Im working on TFT model but I stuck with this error. I am trying to load custom dataset to TimeSeriesDataSet but I am getting this error. I also attached head of my dataset, actual dataset is much more bigger, so there is enough data to create series (over 1 million)
My core to create dataset;
time_category_columns = ['woy', 'dow', 'hod', 'moh', 'som']
not_real = ['timestamp', 'target', 'last_price', 'time_idx'] + time_category_columns
time_reals = [x for x in train.columns if x not in not_real]
training = TimeSeriesDataSet(
train,
time_idx="time_idx",
target="target",
group_ids=time_category_columns,
max_encoder_length=50,
max_prediction_length=1,
static_categoricals=[],
time_varying_known_categoricals=time_category_columns,
time_varying_known_reals=["time_idx"],
time_varying_unknown_categoricals=[],
time_varying_unknown_reals=time_reals,
add_relative_time_idx=True,
add_target_scales=True,
add_encoder_length=True,
allow_missing_timesteps=True,
)
This is the output and error message;
/usr/local/lib/python3.10/dist-packages/pytorch_forecasting/data/timeseries.py:1281: UserWarning: Min encoder length and/or min_prediction_idx and/or min prediction length and/or lags are too large for 1072897 series/groups which therefore are not present in the dataset index. This means no predictions can be made for those series. First 10 removed groups: [{'__group_id__woy': '5', '__group_id__dow': 'Friday', '__group_id__hod': '00', '__group_id__moh': '00', '__group_id__som': '03'}, {'__group_id__woy': '5', '__group_id__dow': 'Friday', '__group_id__hod': '00', '__group_id__moh': '00', '__group_id__som': '04'}, {'__group_id__woy': '5', '__group_id__dow': 'Friday', '__group_id__hod': '00', '__group_id__moh': '00', '__group_id__som': '05'}, {'__group_id__woy': '5', '__group_id__dow': 'Friday', '__group_id__hod': '00', '__group_id__moh': '00', '__group_id__som': '07'}, {'__group_id__woy': '5', '__group_id__dow': 'Friday', '__group_id__hod': '00', '__group_id__moh': '00', '__group_id__som': '08'}, {'__group_id__woy': '5', '__group_id__dow': 'Friday', '__group_id__hod': '00', '__group_id__moh': '00', '__group_id__som': '09'}, {'__group_id__woy': '5', '__group_id__dow': 'Friday', '__group_id__hod': '00', '__group_id__moh': '00', '__group_id__som': '10'}, {'__group_id__woy': '5', '__group_id__dow': 'Friday', '__group_id__hod': '00', '__group_id__moh': '00', '__group_id__som': '11'}, {'__group_id__woy': '5', '__group_id__dow': 'Friday', '__group_id__hod': '00', '__group_id__moh': '00', '__group_id__som': '13'}, {'__group_id__woy': '5', '__group_id__dow': 'Friday', '__group_id__hod': '00', '__group_id__moh': '00', '__group_id__som': '14'}]
warnings.warn(
---------------------------------------------------------------------------
AssertionError Traceback (most recent call last)
<ipython-input-18-62548dcd8bea> in <cell line: 2>()

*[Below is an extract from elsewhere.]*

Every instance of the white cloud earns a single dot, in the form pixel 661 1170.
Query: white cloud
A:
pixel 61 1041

1 # Let's create a Dataset
----> 2 training = TimeSeriesDataSet(
3 train,
4 time_idx="time_idx",
5 target="target",
1 frames
/usr/local/lib/python3.10/dist-packages/pytorch_forecasting/data/timeseries.py in __init__(self, data, time_idx, target, group_ids, weight, max_encoder_length, min_encoder_length, min_prediction_idx, min_prediction_length, max_prediction_length, static_categoricals, static_reals, time_varying_known_categoricals, time_varying_known_reals, time_varying_unknown_categoricals, time_varying_unknown_reals, variable_groups, constant_fill_strategy, allow_missing_timesteps, lags, add_relative_time_idx, add_target_scales, add_encoder_length, target_normalizer, categorical_encoders, scalers, randomize_length, predict_mode)
479
480 # create index
--> 481 self.index = self._construct_index(data, predict_mode=self.predict_mode)
482
483 # convert to torch tensor for high performance data loading later
/usr/local/lib/python3.10/dist-packages/pytorch_forecasting/data/timeseries.py in _construct_index(self, data, predict_mode)
1288 )
1289 assert (
-> 1290 len(df_index) > 0
1291 ), "filters should not remove entries all entries - check encoder/decoder lengths and lags"
1292
AssertionError: filters should not remove entries all entries - check encoder/decoder lengths and lags
Example from my dataset; https://drive.google.com/file/d/1lj8G3x-ubwYs2o8bMztXlm1kOuQBP9hQ/view?usp=sharing
I tried different parameters and changing dataset. Also asked chatgpt, searched on web.